Malmuth formula for variance/hand estimate.

[BillChen]

So I haven't posted for a long time, I apologize.

Mason's formula presented in Gambling Theory has become the standard for estimating variance/hr or variance/hand, and is used in numerous spreadsheets, including all of mine. In fact Mark Weitzmann includes a proof that the formula is unbiased. It's pretty cool and useful, and I hope this post helps you better understand it.

One thing that I noticed is that for some players, the variance estimator seemed to be higher than taking data per-hand, one explaination is a serial correlation between hands, but there lies another explaination.

So I realized that using the Malmuth-Weitzman formula
per session is an unbiased estimator of variance *only
if* the session lengths don't depend on results. I'm
actually gonna post this to 2+2 at some point.

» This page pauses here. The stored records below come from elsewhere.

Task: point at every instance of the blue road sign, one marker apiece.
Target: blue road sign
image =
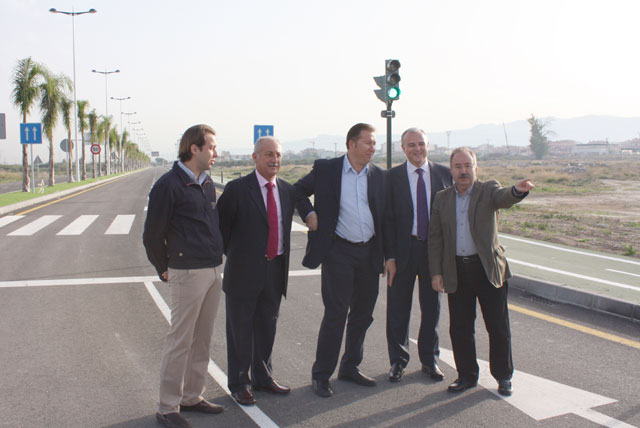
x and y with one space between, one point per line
30 133
262 131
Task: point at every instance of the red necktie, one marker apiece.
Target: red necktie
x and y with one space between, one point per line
423 208
272 217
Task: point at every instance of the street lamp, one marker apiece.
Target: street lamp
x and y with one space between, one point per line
107 152
75 99
120 99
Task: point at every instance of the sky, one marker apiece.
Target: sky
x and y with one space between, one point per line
307 67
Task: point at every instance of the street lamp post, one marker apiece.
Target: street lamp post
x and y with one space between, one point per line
75 98
107 151
121 153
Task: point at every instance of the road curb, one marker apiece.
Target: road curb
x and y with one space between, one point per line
24 204
565 294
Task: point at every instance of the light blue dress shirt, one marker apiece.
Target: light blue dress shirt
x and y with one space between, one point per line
355 222
464 242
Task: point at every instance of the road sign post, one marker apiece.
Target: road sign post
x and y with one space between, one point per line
31 133
262 131
3 127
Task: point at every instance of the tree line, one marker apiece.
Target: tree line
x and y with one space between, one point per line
35 85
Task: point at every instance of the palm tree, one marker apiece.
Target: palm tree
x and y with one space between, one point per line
100 132
93 129
82 126
26 89
65 109
52 91
121 143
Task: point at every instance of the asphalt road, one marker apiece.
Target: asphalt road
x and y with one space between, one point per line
82 328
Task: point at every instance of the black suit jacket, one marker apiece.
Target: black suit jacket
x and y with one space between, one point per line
400 202
245 231
325 182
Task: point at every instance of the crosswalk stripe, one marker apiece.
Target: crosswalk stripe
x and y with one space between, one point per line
35 225
9 219
79 225
121 225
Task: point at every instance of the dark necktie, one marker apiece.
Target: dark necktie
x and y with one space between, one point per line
272 217
422 207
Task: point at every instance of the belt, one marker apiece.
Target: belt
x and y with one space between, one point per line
345 241
474 258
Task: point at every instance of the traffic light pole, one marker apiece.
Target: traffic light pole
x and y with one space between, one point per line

Like if you just plan to play 200 hands and quit, then
V = (result-mean)^2/200 is an unbiased estimate of
per hand variance. However, this is not so if your
session is result dependent, that is for example,
playing until you win or lose 50 bets. I would hope
nobody is selecting quitting times based
on how much we are up or down, but our opponents may
be doing this. For example playing heads-up you often don't have a choice of when to stop.

Let us take this simple example. Suppose there is a
series of coin flips, equal probability heads and
tails and the result is either +1 or -1 (mean 0).
It's clear the variance per flip is one. If you agree
to play a fixed N-length session then

V_i = result^2/N will have mean=1.

Hence we can just average the V_i's, without regard to
length.

However let us say our session is to keep flipping
until the someone is up two units.

Then there is a 1/2 chance the session lasts 2 flips,
since you need running heads or tails. Similarly
there is a 1/4 chance of 4 flips , A 1./8 chance of 6
flips etc.

So the average estimate for

V_i = result^2/N = 1/2 * 4/2 + 1/4 *4/4 + 1/8*4/6 ...

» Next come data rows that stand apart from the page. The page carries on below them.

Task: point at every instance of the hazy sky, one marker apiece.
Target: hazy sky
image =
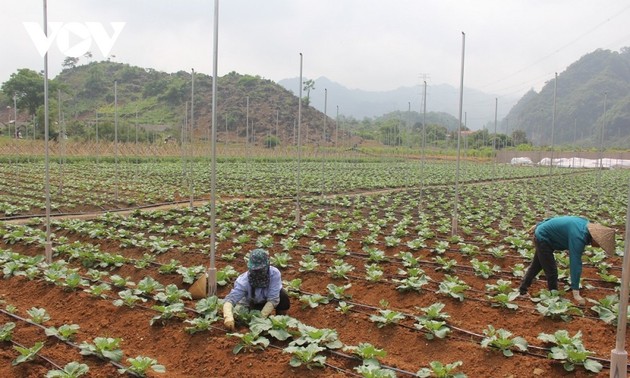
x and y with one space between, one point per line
511 45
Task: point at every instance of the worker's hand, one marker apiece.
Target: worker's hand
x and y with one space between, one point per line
228 316
267 310
578 298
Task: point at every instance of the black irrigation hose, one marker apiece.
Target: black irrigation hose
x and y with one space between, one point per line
95 213
38 355
68 342
605 362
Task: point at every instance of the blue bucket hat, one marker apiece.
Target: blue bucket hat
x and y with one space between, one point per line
258 259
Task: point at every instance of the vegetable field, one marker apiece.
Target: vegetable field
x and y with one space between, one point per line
379 284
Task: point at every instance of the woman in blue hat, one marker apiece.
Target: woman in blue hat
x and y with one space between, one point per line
568 233
260 288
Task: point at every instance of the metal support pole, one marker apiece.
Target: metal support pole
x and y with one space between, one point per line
619 356
212 271
115 141
299 127
48 243
459 131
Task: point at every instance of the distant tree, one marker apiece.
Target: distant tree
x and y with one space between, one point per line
519 137
308 86
271 141
28 87
69 62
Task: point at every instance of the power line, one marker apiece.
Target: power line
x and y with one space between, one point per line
581 36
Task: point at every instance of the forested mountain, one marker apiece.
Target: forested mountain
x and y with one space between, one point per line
441 98
593 94
161 101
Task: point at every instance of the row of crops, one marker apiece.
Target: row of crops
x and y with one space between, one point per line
82 185
379 284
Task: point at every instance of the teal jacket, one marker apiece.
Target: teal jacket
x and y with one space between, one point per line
566 233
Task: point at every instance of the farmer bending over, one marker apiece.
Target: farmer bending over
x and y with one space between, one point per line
260 288
560 234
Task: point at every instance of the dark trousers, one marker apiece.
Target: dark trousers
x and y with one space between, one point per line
283 306
543 261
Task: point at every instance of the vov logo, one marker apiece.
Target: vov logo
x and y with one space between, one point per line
82 34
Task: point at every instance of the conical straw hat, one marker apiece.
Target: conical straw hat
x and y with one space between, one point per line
199 289
603 236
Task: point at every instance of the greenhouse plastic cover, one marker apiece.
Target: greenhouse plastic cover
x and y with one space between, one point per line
577 162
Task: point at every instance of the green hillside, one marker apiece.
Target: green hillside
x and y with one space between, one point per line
581 91
157 101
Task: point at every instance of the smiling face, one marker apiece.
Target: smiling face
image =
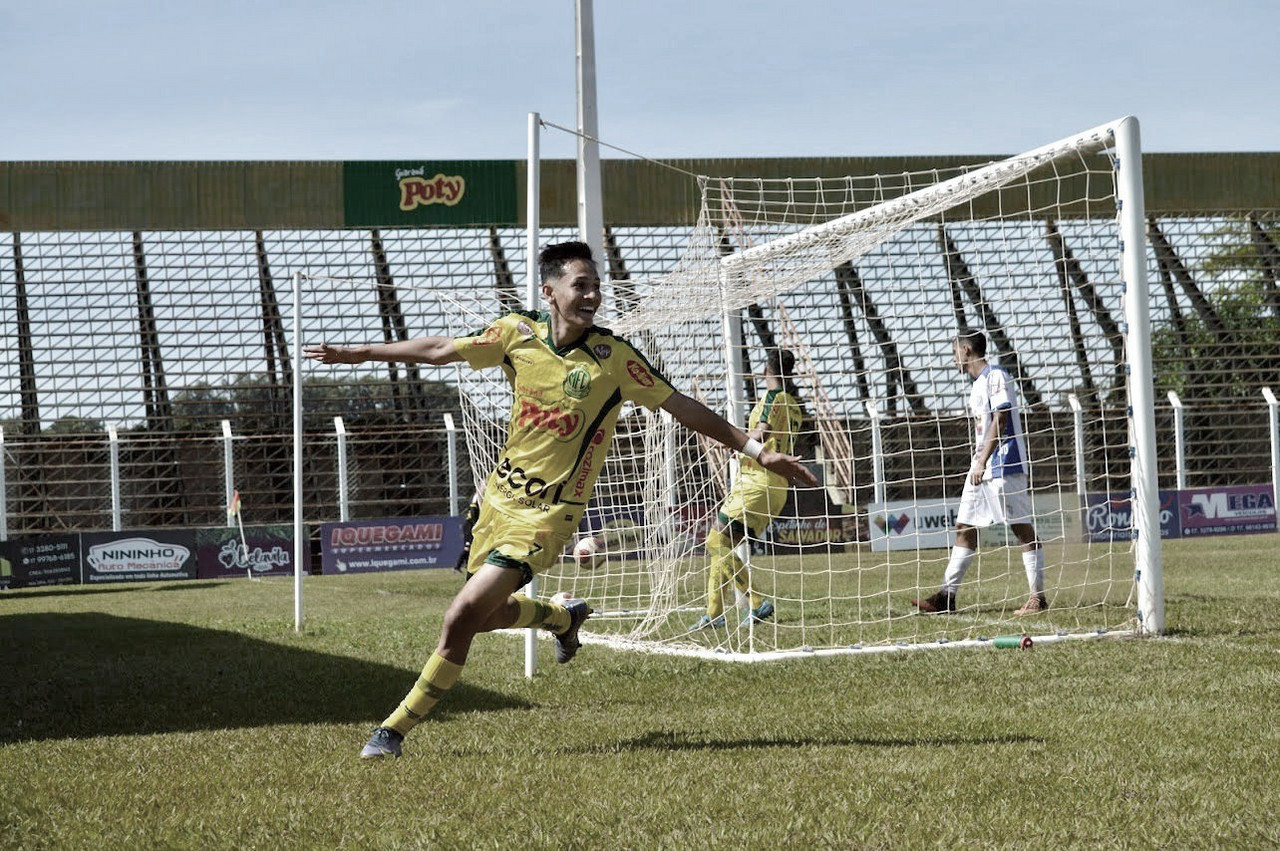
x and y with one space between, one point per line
574 298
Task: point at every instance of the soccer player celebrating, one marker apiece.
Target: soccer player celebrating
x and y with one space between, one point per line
757 497
568 379
996 488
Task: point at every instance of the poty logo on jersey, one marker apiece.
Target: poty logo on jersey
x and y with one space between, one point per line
1224 506
577 383
895 525
639 374
420 191
137 556
488 337
563 425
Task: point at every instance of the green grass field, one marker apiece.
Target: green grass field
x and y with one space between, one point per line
192 715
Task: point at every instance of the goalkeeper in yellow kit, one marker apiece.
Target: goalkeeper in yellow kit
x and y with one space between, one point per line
757 497
568 381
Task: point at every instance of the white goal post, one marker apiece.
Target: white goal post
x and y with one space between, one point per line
865 279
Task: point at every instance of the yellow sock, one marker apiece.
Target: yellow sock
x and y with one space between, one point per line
535 613
438 677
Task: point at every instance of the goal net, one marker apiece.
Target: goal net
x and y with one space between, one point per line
865 280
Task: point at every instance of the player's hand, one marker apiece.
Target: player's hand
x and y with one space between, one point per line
787 467
327 353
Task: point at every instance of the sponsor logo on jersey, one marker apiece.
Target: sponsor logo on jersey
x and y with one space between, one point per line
563 425
517 485
584 476
489 337
639 374
420 191
577 383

The first term already sums to 1. The above expression
actually sums to 2*ln(2) = 1.4..

Anyway the point is the estimate is bigger than 1.
The problem gets slightly worse if we pick a stopping
time of +/- 3 bets, etc.

Bill

[AaronBrown]

This is true. If you follow another strategy and quit after the first flip different from the previous flip (that is, if you win the first you keep playing until you lose one; if you lose the first you keep playing until you win one), your expected variance per turn is 0.54.

Looking at things another way, you can imagine a graph of 10,000 hands with a certain variance per hand. If I subdivide this series and compute the average variance per hand over each interval, I can get a big variance by picking peaks and troughs of the series, and a small variance by picking middle points.

I doubt this matters much in practice, however. There are lots of factors that go into a decision to quit. Some tend to raise variance (playing until you get some result one way or the other) and some tend to lower variance (riding streaks). Moreover, all of them hit up against limits, you run out of time or money or other players.